T1D cases were individuals diagnosed with T1D before the age of 40 years. For each trio with T1D-affected children, three controls without T1D diagnosis were matched by following variables: sex, birth year (five-year bin, 8 levels), and birthplace for the child (19 levels), birth year of father (five-year bin, 12 levels), birth year of mother (five-year bin, 11 levels), and family size (represented by the number of siblings: 0, 1, 2, 3, >=4). The differences in socio-demographic characteristics between cases and controls, including socio-economic status, marital status, number of offspring, occupation, education, and mother tongue, were further examined to ensure that the two groups were comparable. Cohen’s D91 (≥0.2) for ordinal characteristics such as number of siblings and number of children and Chi-squared test (P<0.05) for categorical variables such as education and marital status were used to test whether the differences are minor.
Exposures of interest were all the parental endpoints related to AIDs mainly defined by Finnish versions 8-10 of International Classification of Diseases (ICD) (Supplementary notes 2.1). AIDs with fewer than 50 cases among parents in the final study population in the case-control study were filtered out from the list. We then excluded AIDs with an unclear definition or AID codes that were subtypes of other codes. The final AID list was used across all analyses in this study.

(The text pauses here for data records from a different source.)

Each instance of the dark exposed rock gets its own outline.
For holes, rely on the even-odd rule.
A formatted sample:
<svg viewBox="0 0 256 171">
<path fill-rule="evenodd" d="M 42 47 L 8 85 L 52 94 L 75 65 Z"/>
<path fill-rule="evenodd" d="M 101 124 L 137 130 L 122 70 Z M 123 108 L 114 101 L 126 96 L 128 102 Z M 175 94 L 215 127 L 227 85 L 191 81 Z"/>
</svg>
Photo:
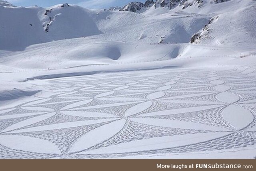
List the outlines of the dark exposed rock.
<svg viewBox="0 0 256 171">
<path fill-rule="evenodd" d="M 120 11 L 136 12 L 141 11 L 143 8 L 152 6 L 154 3 L 154 2 L 153 0 L 148 0 L 144 4 L 139 2 L 132 2 L 124 6 L 120 9 Z"/>
<path fill-rule="evenodd" d="M 61 7 L 63 8 L 63 7 L 65 7 L 65 6 L 69 6 L 69 5 L 68 5 L 68 3 L 66 3 L 66 4 L 63 4 L 61 6 L 60 6 Z"/>
</svg>

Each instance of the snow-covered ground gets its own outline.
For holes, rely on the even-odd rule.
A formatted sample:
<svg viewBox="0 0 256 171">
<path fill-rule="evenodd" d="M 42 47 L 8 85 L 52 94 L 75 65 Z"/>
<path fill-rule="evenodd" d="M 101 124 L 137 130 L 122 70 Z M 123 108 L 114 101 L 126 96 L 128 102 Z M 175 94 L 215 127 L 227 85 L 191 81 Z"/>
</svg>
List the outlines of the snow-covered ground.
<svg viewBox="0 0 256 171">
<path fill-rule="evenodd" d="M 0 0 L 0 158 L 256 157 L 256 2 L 158 1 Z"/>
</svg>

A conditional logistic regression, adjusted by birth year, birth year of father, birth year of mother, and the exact number of siblings, was applied to estimate the effect of having a given AID in parents on the risk of developing T1D in offspring. Bonferroni multiple testing correction was applied, and only the diseases reached significant associations (P<=0.05/26) were included in the following analyses. To examine whether the identified associations are shared between father and mother, we used conditional logistic regression stratified by maternal AIDs status and paternal AIDs status. We also investigated whether parental AID status can influence the onset age of disease in offspring by regressing the age at onset of T1D in offspring on the AID status in their parents, with the same covariates described above adjusted. Statsmodels v.0.13.592 and SciPy v.1.7.3 93 were used for the analyses in this section in the context of Python v.3.7.11.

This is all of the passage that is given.